Le but est de fournir à la population de ces communes une eau potable répondant aux normes de l’Organisation Mondiale de la Santé (OMS). Pour le moment, au moins 200.000 habitants de ces deux communes bénéficient de l’eau potable pour l’usage domestique. 

Il est à signaler que l’enracinement et la durabilité de cette approche originale dépendront, en partie, des actions efficaces de communication-sensibilisation et d’éducation-vulgarisation. 

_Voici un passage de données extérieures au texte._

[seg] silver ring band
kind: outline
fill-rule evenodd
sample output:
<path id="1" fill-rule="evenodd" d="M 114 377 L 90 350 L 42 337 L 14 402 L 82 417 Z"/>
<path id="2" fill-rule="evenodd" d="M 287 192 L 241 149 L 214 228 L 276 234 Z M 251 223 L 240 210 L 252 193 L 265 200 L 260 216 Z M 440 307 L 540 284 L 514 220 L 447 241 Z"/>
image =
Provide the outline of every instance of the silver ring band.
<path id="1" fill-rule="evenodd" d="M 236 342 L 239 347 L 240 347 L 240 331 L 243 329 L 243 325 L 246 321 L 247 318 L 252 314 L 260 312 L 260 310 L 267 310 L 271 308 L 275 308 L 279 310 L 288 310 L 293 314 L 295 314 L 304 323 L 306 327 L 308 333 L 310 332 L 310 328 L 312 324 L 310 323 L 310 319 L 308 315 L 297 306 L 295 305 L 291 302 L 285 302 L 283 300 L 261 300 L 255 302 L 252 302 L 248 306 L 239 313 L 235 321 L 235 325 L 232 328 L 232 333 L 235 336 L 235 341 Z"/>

En outre, un modèle économique pour consolider la pérennisation de ce projet demeure en phase d’étude au CRESH. De cette manière, ce centre reste engagé, auprès des populations vulnérables, en contribuant à la lutte contre les épidémies et maladies hydriques transmises via la consommation d’eau non potable ainsi qu’à la promotion de l’hygiène et d’un environnement salubre. 
C’est forcément par ce modèle de recherche-action prônée par la tutelle, en l’occurrence le Ministère de la Recherche Scientifique et Innovation Technologique piloté par Son Excellence Monsieur Gilbert KABANDA que le CRESH renoue avec son ambition de faire progresser la connaissance, avec un focus sur l’étude des sociétés humaines, pour trouver des solutions aux problèmes de l’humanité en général, et de la RDC en particulier, dans le respect des règles éthiques.